[NEW RELEASE] Request to prepare & release 2.5.1

[james-certn]

Currently, version 2.5.0 is incompatible for a subset of users, and is easily fixed by the work done in #719.

As such, I propose a release to go out as soon as reasonably possible, to unblock those folks.

[jayaddison]

Hi @james-certn - this is slightly confusing; we have the same full name. I think I spoke to you once on an Elasticsearch IRC channel. Anyway, hello.

Could someone confirm whether this release process requires use of the release drafter GitHub Actions workflow?

The reason I ask: I have a concern that the release drafter workflow may have unnecessary permissions; in particular I don't think that it should need the contents: write permission.

That in itself is not a problem - something else would need to go wrong for it to write incorrect/unrelated content into the repo. But if someone could check, that could be worthwhile. I'll prepare a PR to drop that permission, although if the permission is indeed intended and required for some reason, then I will subsequently close it.

Edit: the permission does appear to be required, so I will not prepare a PR to reduce/drop the permission.

[jayaddison]

Ok, my apologies - reading the GitHub Actions contents workflow permissions documentation, it does seem that this permission is required to create a release artifact -- and that I suppose is something that the upload windows dists step is intended to do.

It does seem that the same token permission also provides the ability to create a commit within the repository -- something that I don't think we'd expect or want the job to do (it's fine to read the repository sources, and to create a redistributable object -- but it shouldn't need to write to version control).

However, I don't initially find documented configuration settings that would allow a release artifact to be published without granting the write permission that also allows writes to version control. I may be mistaken, and will continue to investigate, but I don't think that this should be considered a blocker. My apologies for the distraction if this turns out to be nothing.

[james-certn]

Hi @james-certn - this is slightly confusing; we have the same full name. I think I spoke to you once on an Elasticsearch IRC channel. Anyway, hello.

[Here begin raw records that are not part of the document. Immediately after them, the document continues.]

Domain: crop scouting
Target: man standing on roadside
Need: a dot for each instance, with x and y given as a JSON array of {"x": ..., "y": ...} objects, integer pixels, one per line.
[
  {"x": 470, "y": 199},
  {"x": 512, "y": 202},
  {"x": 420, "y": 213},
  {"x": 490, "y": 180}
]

Well, hello again then. ;) James Addisons of the world, unite!

[saimedhi]

Hello @jayaddison,

The release process for the project utilizes the Release Drafter GitHub Actions workflow. And write permissions are required for this process.

[jayaddison]

Thank you @saimedhi for confirming that :+1:

Please consider my question resolved.

[saimedhi]

Hello @james-certn,

I plan to release opensearch-py version 2.6.0 after a few pending pull requests are merged. You can check the status of these PRs here.

Thank you for your patience!

[saimedhi]

+1 https://github.com/opensearch-project/opensearch-py/issues/628#issuecomment-2125757146

[skshetry]

@saimedhi, was this released? I don't see it tagged or in PyPI.

[dblock]

Looks like version was bumped but no release (yet).

[saimedhi]

I'm planning to release version 2.6.0 today. Thank you!

[saimedhi]

opensearch-py version 2.6.0 is now released!